A: I was recently reading an article that states that in the next five years in the U.S. we could be facing a shortage of almost 200,000 qualified data scientists. This is in part due to the diversity of skills required to mine big data effectively.
Q: What skills are required for effective big data mining?
A: One needs to be mathematically savvy as well as able to design and apply new computational approaches, because the volume of data being generated makes standard computational tools alone ineffective. Because every data set is domain-specific, data scientists also have to have the skills to talk to experts from a wide variety of areas and know what questions to ask so the data can be effectively leveraged.
Q: Why has the analyzing of large data sets become important for U.S. companies and industries?

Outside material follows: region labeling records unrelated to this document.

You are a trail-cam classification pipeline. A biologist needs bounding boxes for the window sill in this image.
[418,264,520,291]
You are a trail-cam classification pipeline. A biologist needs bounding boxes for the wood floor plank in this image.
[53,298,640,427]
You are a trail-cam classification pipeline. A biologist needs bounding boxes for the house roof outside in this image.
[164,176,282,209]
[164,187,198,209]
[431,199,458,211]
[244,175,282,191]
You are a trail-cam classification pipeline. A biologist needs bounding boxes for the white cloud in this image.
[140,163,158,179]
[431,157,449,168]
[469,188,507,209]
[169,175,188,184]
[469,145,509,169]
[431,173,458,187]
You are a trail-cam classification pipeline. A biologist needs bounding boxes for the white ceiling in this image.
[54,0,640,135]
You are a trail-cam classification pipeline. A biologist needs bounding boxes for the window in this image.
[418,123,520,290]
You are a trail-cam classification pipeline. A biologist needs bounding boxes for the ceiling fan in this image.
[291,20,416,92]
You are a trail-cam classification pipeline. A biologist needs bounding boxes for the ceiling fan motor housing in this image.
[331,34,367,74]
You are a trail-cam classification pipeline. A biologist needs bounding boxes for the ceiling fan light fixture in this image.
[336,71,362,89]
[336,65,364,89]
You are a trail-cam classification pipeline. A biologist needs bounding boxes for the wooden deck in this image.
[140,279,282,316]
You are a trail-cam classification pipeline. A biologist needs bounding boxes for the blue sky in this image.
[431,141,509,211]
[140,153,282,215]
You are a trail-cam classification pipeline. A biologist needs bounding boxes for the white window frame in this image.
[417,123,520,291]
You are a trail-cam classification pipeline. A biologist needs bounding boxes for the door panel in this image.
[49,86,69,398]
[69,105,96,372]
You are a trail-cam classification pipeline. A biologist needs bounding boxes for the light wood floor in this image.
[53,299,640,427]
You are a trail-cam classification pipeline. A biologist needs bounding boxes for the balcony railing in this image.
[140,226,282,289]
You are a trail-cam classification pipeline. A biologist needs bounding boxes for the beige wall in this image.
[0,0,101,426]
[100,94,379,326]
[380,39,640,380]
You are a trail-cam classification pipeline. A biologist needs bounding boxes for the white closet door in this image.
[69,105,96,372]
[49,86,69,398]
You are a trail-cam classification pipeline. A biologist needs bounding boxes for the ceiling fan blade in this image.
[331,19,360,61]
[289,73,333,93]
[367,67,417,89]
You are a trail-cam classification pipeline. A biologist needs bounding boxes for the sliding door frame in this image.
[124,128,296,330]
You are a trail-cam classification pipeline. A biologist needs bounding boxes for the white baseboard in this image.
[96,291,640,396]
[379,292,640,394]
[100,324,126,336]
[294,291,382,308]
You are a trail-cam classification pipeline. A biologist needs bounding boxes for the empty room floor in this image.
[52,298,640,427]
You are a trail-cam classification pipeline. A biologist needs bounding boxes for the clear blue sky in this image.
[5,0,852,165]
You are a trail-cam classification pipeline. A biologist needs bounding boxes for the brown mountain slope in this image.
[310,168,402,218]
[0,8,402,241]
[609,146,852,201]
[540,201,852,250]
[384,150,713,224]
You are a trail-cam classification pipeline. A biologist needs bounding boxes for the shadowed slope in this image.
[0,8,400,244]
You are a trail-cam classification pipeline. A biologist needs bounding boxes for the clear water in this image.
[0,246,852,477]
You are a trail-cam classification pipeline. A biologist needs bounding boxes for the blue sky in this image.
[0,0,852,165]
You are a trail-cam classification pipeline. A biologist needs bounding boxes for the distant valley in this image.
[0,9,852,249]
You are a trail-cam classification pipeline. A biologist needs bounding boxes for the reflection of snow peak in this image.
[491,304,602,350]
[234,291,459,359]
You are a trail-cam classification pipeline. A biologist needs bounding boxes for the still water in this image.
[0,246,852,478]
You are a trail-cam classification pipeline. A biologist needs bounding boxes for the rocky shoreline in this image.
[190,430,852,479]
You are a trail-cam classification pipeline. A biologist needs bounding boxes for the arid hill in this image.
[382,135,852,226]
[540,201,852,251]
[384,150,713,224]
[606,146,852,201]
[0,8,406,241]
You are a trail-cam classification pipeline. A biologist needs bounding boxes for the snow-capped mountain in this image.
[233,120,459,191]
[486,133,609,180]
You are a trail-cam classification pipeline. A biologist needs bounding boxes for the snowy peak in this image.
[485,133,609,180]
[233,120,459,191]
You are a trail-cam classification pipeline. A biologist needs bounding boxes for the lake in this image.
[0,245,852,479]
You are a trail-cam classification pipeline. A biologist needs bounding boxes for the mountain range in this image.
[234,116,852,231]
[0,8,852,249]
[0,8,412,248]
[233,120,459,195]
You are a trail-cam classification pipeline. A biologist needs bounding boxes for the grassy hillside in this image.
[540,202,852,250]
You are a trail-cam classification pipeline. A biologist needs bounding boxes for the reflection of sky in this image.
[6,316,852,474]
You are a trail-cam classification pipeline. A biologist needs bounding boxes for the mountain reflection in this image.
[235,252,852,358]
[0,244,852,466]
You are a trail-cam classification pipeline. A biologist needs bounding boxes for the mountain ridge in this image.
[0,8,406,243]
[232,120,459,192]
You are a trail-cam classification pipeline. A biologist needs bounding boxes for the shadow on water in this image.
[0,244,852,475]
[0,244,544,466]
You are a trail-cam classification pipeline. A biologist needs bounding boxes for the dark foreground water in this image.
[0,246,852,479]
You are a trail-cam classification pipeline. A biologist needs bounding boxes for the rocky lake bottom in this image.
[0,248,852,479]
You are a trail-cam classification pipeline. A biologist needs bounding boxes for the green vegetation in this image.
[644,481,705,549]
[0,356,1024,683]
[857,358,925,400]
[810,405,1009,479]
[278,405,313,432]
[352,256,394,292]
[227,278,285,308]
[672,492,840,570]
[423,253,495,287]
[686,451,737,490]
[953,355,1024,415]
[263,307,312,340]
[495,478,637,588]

A: The volume of data being generated … in every industry has grown drastically. This data can be used to build predictive models, understand consumers, improve marketing, evolve business models, develop products and more. There is tremendous value in the data, but you have to be able to deal with the volume, and you have to be able to deal with noise in the data. That’s where big data comes into play. It allows us to find the “signal” in the data, as well as build models that explain that signal.
Q: How does big data create value for a company or industry?

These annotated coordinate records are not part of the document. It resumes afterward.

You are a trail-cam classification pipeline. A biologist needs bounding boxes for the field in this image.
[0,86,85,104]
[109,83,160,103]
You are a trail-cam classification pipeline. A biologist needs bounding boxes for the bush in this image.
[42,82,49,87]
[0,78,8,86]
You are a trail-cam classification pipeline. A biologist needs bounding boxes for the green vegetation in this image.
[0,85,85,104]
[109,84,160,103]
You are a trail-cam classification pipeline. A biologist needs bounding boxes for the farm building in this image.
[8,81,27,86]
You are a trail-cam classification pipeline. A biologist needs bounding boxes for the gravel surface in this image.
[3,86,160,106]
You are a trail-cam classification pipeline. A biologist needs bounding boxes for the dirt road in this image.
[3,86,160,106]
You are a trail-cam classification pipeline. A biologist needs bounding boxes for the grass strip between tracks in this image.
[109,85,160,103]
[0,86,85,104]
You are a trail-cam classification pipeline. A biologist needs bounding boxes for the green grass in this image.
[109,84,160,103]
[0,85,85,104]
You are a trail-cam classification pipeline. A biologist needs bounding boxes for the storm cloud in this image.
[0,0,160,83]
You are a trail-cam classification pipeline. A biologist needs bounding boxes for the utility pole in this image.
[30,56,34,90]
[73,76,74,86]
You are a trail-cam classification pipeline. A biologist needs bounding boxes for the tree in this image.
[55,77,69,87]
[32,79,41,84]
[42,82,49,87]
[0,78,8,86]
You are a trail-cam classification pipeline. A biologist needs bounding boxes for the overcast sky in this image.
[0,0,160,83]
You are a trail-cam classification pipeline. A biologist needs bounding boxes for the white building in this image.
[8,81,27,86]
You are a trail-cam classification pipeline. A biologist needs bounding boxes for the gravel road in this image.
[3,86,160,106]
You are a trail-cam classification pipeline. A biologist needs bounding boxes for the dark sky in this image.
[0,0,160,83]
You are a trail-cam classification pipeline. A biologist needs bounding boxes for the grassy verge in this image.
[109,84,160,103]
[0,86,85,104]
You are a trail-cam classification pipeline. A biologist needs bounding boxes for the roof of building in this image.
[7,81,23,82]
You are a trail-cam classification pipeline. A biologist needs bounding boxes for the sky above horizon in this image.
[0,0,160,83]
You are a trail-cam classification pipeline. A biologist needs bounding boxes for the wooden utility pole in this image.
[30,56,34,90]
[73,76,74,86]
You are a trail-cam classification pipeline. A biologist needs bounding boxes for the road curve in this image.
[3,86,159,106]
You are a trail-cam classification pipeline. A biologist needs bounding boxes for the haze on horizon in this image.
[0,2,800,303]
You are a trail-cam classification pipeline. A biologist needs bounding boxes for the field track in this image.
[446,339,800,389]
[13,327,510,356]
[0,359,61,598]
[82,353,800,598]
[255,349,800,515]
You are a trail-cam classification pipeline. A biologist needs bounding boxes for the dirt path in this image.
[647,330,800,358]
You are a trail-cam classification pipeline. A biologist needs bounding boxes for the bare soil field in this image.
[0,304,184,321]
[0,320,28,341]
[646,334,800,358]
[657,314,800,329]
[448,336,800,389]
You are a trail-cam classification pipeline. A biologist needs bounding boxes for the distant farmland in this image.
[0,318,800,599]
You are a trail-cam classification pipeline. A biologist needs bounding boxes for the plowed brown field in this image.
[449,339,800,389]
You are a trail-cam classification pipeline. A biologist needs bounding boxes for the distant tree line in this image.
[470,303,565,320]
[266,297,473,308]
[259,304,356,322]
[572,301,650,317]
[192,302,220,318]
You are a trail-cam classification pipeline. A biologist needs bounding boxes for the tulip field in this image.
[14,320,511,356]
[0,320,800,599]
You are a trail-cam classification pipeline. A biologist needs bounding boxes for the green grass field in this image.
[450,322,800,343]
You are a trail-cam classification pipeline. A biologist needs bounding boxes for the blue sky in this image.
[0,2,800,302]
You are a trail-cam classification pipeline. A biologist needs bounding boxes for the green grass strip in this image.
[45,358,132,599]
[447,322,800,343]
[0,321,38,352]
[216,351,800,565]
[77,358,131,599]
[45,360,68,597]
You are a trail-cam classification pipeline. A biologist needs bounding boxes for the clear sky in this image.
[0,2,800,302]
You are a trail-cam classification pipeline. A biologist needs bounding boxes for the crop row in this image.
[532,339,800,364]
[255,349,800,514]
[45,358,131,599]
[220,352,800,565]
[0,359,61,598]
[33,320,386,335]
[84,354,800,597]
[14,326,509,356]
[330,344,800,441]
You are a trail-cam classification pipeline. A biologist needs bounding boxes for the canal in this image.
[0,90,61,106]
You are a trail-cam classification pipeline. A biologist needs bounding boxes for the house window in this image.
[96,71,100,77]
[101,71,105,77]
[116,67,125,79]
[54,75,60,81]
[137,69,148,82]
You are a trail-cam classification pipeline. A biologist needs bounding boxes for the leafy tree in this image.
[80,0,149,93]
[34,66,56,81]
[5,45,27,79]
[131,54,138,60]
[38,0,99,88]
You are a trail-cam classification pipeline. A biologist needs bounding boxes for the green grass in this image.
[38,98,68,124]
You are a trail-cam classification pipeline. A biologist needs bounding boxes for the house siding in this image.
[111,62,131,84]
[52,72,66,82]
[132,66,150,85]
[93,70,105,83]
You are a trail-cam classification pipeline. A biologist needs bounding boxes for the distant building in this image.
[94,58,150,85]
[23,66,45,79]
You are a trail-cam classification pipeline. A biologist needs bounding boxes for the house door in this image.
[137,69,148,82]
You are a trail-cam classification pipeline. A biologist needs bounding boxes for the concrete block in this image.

A: The better you are at understanding your customers, products, services, etc., the more effectively you will be able to compete.
Q: What components are essential to develop a game plan for assembling, integrating and optimizing data?
A: It’s challenging. You need to have the right infrastructure to collect and store data, as well as the computational infrastructure to analyze it in a reasonable amount of time. More importantly, you need to know what it is you’re looking for in the data — how you want to leverage it. This guides the process of identifying the big data techniques that will be effective in answering the questions you are interested in. Once you have the analysis — the answer to those questions — you have to decide what it means for your business. It’s an iterative, collaborative process.
The good news is that the computational infrastructure problem is reasonably straightforward. There are several options, and many of them are affordable. Having the right people with the right mix of skills to integrate, model and interpret the data is a much harder problem. At Chapman University, our graduate programs in computational and data science are trying to attack this problem by producing students with the mathematical and computational backgrounds to effectively solve big data problems.